Genomics-Driven Monitoring of Fraxinus latifolia (Oregon Ash) to Inform Conservation and EAB-Resistance Breeding.

Abstract

Understanding the evolutionary processes underlying range-wide genomic variation is critical to designing effective conservation and restoration strategies. Evaluating the influence of connectivity, demographic change and environmental adaptation for threatened species can be invaluable to proactive conservation of evolutionary potential. In this study, we assessed genomic variation across the range of Fraxinus latifolia, a foundational riparian tree native to western North America recently exposed to the invasive emerald ash borer (Agrilus planipennis; EAB). Over 1000 individuals from 61 populations were sequenced using reduced representation (ddRAD-seq) across the species' range. Strong population structure was evident along a latitudinal gradient, with population connectivity largely maintained along central valley river systems, and a centre of genetic diversity coinciding with major river systems central to the species' range.

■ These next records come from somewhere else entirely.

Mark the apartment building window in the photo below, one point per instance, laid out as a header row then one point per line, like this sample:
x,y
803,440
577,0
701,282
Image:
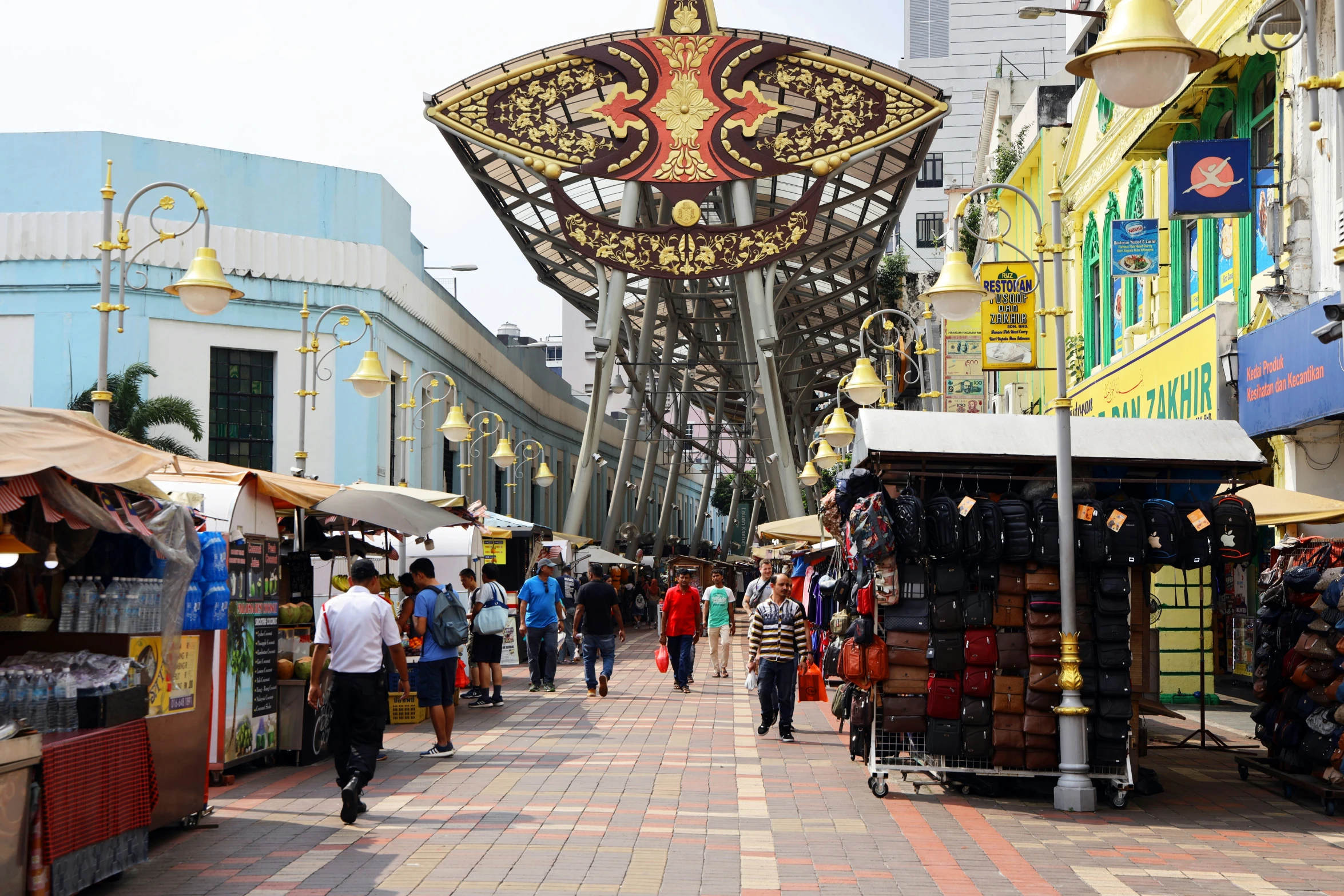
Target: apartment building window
x,y
928,27
242,406
928,230
931,172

Despite evidence of connectivity, estimates of nucleotide diversity and effective population size were low across all populations, suggesting the patchy distribution of F. latifolia populations may impact its long-term evolutionary potential. Range-wide estimates of genomic offset, which indicate genomic change required to adjust to future climate projections, were greatest in the eastern and lowest in the southern portions of the species' range, suggesting the regional distribution of genomic variation may impact evolutionary potential longer-term. To preserve evolutionary capacity across populations needed for the development of breeding and restoration programmes, prioritising conservation of range-wide genomic diversity will provide a foundation for long-term species management.